I love TENDONS! It’s chewy and gummy and I love to chew it even though my jaw might get tired afterward. It might not common to see tendon dishes in Western cooking but in Asian cooking, we use almost all kinds of meat cuts as we hate wasting food. I had to special order this from my grass-fed beef source and took them a while to put these tendon order together. Anyway, I was actually lacking a lot of ingredients but in the end, the dish turned out very yummy!

Ingredients:
1.5 lbs grass-fed beef tendon – cut into small pieces
1.5 lbs grass-fed beef brisket – cut into cubes
2 Tbsp Red Boat Fish Sauce
2 Tbsp coconut oil
3-4 whole cloves
4 garlic cloves – peeled & chopped
1/4 cup Coconut Aminos
2 Tbsp balsamic vinegar
3-4 star anise
1 tsp 5 spice powder
1/2 tsp white pepper powder
1/2 tsp black pepper powder
3 quart of water
Handful of lime leaves (optional)

Directions:
1. Heat the pressure cooker with coconut oil in medium heat.

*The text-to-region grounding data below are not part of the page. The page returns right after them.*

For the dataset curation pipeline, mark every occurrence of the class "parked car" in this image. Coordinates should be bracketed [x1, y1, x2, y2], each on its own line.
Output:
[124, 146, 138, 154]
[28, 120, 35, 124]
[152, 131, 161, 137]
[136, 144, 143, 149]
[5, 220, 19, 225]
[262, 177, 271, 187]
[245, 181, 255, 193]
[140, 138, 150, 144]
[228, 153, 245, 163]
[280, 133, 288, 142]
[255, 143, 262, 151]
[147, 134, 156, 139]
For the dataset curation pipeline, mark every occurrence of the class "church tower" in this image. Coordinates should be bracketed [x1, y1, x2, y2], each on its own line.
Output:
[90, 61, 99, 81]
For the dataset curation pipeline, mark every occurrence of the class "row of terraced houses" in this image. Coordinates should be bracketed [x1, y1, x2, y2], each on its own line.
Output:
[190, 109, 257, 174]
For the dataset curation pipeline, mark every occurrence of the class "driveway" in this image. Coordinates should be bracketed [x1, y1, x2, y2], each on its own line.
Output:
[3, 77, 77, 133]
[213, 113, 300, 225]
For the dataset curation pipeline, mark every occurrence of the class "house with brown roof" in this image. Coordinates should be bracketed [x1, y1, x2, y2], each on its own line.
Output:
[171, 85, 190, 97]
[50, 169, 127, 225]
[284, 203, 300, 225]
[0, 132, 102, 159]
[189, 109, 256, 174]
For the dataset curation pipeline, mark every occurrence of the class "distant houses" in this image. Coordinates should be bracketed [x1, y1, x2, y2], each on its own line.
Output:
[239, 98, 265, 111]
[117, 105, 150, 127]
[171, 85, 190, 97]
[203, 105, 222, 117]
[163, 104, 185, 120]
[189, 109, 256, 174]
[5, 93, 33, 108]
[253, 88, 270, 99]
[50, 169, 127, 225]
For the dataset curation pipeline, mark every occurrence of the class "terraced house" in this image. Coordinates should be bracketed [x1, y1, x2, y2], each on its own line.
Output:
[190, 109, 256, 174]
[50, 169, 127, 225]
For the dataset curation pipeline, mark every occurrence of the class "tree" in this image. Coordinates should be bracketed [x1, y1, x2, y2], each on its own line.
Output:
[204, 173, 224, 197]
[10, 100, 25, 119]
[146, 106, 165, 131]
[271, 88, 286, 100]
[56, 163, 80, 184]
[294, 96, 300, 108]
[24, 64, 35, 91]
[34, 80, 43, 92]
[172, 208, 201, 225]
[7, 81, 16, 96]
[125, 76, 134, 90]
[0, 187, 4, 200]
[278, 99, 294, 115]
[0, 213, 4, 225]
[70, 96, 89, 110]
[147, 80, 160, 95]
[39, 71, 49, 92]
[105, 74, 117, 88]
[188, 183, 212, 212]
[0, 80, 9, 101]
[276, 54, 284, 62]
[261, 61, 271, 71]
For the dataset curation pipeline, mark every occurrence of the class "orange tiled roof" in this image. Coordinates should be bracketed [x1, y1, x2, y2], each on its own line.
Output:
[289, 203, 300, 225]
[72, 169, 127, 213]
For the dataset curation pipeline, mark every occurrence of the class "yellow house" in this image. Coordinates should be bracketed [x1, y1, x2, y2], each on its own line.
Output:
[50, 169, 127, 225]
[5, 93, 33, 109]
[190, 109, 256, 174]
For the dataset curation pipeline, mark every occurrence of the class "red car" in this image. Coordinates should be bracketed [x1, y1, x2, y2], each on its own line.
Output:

2. Saute the chopped garlic and whole cloves until fragrant.

3. Saute the cut up tendons and brisket. Season with fish sauce, pepper, 5 spice powder, balsamic vinegar.

4. Add in water. Make sure the meat is submerge under the water. Add more if necessary. Add in the star anise. Lock the pressure cooker lid and bring up the heat until it starts hissing.

5. After it starts hissing, turn down the heat without bringing down the pressure. Cook for about 1 hour 10 minutes.

6. Turn off the heat and let the pressure comes down naturally. Usually it takes around 7-10 minutes.

The finished dish might not have much water left, which is the way I like it.